On several occasions both in this blog and in my treatise I have pointed out the need for integrating the various disparate theories of aging into an overall systems framework. Following is the abstract for a presentation I will be offering at the American Aging Association’s 39th Annual Meeting and 24th Annual Meeting of the American College of Clinical Gerontology in Portland Oregon June 4-7, 2010:
Towards a systems view of aging
A comprehensive systems theory of aging must embrace the validated teachings of multiple existing special theories of aging, theories that range from oxidative damage to loss of mitochondrial function to neurological degeneration to telomere shortening and cell senescence to decline in hormone levels. The author has characterized 14 such major theories and an additional 7 candidate ones. While each such theory is correct in its own framework of reference, on the surface most seem to be largely independent of the others. However, on the levels of molecular biology and genomics a rich network of links exists among these theories. The author suggests two overarching frameworks for integrating and clarifying existing understandings from the diverse theories of aging. One framework is lifelong programmed changes in global gene expression due to DNA methylation, histone acetylation and other epigenomic modifications. For example, aging-related decline of efficacy of DNA repair machinery might possibly result from promoter methylation of the Mms22 gene, resulting in increasing susceptibility to oxidative damage with age. Promoter methylation of the P21 and P53 apoptosis genes can result in increased susceptibility to cancers.

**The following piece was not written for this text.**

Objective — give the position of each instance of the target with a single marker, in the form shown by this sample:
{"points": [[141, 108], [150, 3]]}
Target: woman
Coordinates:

The second framework sees aging as decline in functioning of the stem cell supply chain, the chain where adult stem and progenitor cells progressively differentiate as-needed into other cells of increased specificity and decreased pluripotency, resulting in lifelong renewal of somatic cell types. As the supplies of multipotent mesenchymal and haemopoietic stem cells available in their niches for differentiation decline because of their replicative senescence, for example, fewer progenitor and somatic cells are available to replace ones that have died or become senescent. The paper will embody insights developed over a multi-year period and described in the author’s online treatise ANTI-AGING FIREWALLS – THE SCIENCE AND TECHNOLOGY OF LONGEVITY and in the hundreds of postings in the author’s blog www.anti-agingfirewalls.com.
In the course of the next couple of weeks I expect to produce a more detailed version of that presentation for this blog.